12%- Frozen meat products, butter, dry fruits in packaged
form, animal fat and sausage etc. Services like Non-Ac hotels, business class
air ticket, fertilizer.

18%-This includes
flavoured refined sugar, pasta, cornflakes, pastries, cakes, preserved
vegetables, jam, sauces and mineral water etc. Services like AC hotels that
serve liquor, telecom services, IT services, branded garments and financial
services.

28%-This includes
Chewing gum, molasses, chocolate containing cocoa, waffles, and wafer coated
with chocolate etc. It also includes Aircraft for personal use are the
costliest services like 5-star hotels, race club betting, cinema.

The items exempted from
GST are alcohol, petroleum crude, petrol, diesel, natural gas, aviation turbine
fuel.

There are three parts of
GST:

Central
GST or CGST will replace the previously existing central level taxes.

State
GST or SGST will replace all the previously existing taxes to the State
Government.

Centre
will levy CGST and IGST while respective states will levy SGST.

IGST

The
time when you order something from Jaipur while staying in Delhi then you won’t
be charge just CGST and SGST but IGST too that is Integrated goods and service
tax which is applied when the location
of the supplier and the place of supply are in different states.

Advantages
and disadvantages of GST

1.    Although GST has replaced all the existing indirect tax and fixed
the tax for different commodities but 18% service tax has posed a big challenge
for all.

2.   GST will facilitate Make in
India by making India a one market place that will also contribute to ease of
doing business in different states.

3.   GST act will not apply for
small business whose turnover is below 25 lacs boosting the entrepreneurship in
India.
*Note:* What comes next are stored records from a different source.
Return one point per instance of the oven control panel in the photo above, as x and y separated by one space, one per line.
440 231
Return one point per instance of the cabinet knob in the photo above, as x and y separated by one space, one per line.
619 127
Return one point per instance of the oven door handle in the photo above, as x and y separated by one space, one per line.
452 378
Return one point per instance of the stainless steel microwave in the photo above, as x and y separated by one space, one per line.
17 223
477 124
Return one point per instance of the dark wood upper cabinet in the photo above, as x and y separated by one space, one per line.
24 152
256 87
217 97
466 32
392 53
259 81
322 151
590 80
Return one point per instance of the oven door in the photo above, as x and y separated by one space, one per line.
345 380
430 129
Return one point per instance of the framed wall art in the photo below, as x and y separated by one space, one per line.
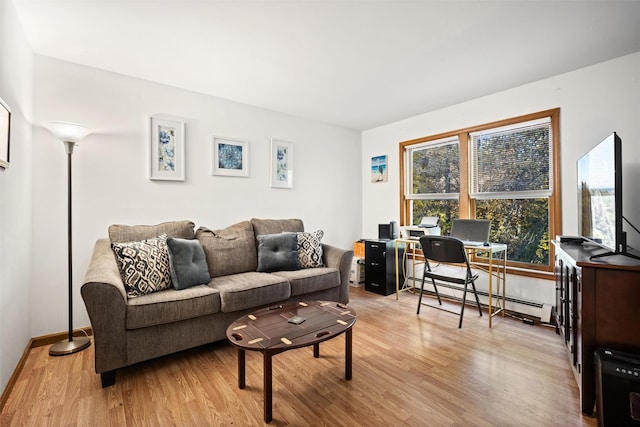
230 157
5 133
379 169
281 164
166 149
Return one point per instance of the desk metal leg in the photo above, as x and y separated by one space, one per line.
348 360
397 272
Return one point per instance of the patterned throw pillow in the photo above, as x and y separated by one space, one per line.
144 265
310 249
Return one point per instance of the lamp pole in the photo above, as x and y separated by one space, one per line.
69 134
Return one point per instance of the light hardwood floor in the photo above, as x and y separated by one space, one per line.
407 370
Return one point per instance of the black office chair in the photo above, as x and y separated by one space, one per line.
443 249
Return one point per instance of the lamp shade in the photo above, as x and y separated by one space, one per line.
68 132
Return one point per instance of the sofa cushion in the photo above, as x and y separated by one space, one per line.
187 263
274 226
229 251
250 290
310 249
171 305
277 252
311 279
130 233
143 265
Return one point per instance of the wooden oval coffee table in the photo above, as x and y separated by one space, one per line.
270 332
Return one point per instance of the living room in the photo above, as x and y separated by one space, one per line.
332 189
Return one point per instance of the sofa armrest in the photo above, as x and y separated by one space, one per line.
105 300
341 259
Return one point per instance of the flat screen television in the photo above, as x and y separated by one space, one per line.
600 196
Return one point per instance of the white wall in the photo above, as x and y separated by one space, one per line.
110 172
16 73
594 102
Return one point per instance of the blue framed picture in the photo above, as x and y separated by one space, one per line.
281 164
379 169
230 157
166 149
Inspite of One Nation-One Tax Policy, if someone has business in
different state, he has to register at all places.

4.    Although the main purpose of GST is to keep tax
same all over the nation but allowing States to levy the additional rates of 1%
to 2% on certain commodities will defeat the purpose.
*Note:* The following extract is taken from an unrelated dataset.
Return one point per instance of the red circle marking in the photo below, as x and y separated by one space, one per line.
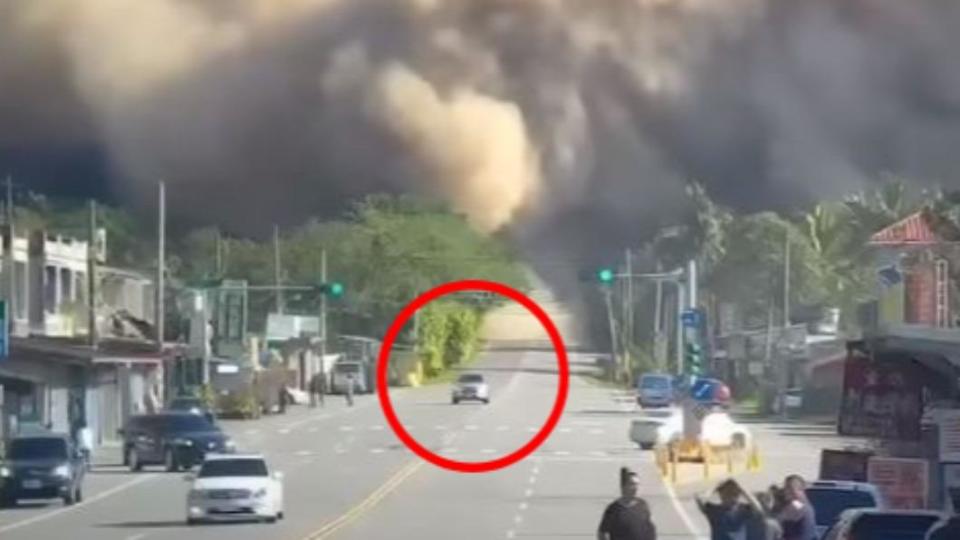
562 387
5.    The provision of IGST dilutes the objective of
creating a harmonized national market of goods and services. Inter state trade
of goods would be more expensive than intra trade as the burden will be borne
by retail customers. Further evasion of tax will continue.
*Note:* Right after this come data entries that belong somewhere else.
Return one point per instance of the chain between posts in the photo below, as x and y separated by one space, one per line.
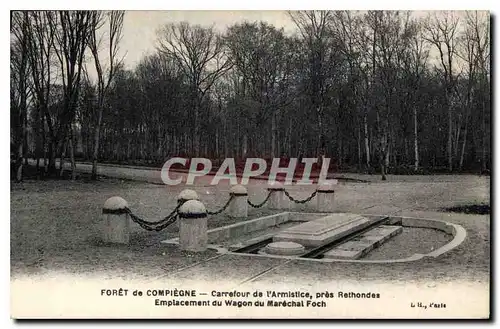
159 225
262 203
300 201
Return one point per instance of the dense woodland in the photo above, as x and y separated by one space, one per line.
376 91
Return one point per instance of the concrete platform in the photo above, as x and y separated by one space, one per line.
359 247
323 230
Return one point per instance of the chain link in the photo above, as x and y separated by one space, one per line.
263 202
223 208
159 225
300 201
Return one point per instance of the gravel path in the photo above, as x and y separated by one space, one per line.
411 241
53 227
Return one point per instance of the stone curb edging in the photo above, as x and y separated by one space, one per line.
458 232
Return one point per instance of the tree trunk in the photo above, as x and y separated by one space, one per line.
415 125
450 142
367 141
462 153
72 155
63 155
273 135
95 151
19 162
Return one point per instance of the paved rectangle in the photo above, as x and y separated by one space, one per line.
323 230
359 247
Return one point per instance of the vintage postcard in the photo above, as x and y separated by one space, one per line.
250 164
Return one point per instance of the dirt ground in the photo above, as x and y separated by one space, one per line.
54 227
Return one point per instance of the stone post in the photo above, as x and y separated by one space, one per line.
238 207
193 226
325 198
116 221
277 198
184 196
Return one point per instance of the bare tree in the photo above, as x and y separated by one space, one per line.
314 27
41 58
200 53
104 74
72 31
19 91
442 34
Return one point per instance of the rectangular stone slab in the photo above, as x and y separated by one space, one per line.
323 230
363 244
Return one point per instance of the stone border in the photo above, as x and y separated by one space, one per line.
458 232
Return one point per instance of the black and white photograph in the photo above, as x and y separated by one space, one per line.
250 164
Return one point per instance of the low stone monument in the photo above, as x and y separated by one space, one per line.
238 207
193 226
284 248
277 199
323 230
325 194
116 221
The biggest gainers of this seem to be the export
industry as the exports will become more competitive internationally, and will
show higher rate of growth. The GST is also expected to raise the national GDP
by 1-2% as per some experts, while strengthening long term FDI inflows.

 Foreign investors
in India can now look forward to a greater ease of doing business in the
country, as the jumbled indirect tax system is not there.

Opinion

GST will simplify the tax system and
will curb the corruption to some extent. Besides boosting foreign investment it
will lead to a healthy competition among traders in the country.

In the
phase of growing economy the multiple tax rates is inevitable for several
reasons because one cannot tax an aeroplane and a needle at a same rate.  Different items used by different segments of
society needs to be taxed differently. Otherwise the GST would be regressive.
The tax on some products in a narrow slab regime will substantially increase. This
would disrupt the market and would be highly inflationary. Each good would be
taxed on the basis of its own demerit. So it depends on us we have to take a
benefit of necessity or luxury, according to this we have to pay tax on our
needs.

The so called
shortcomings are temporary in nature and will be cured by the time coming.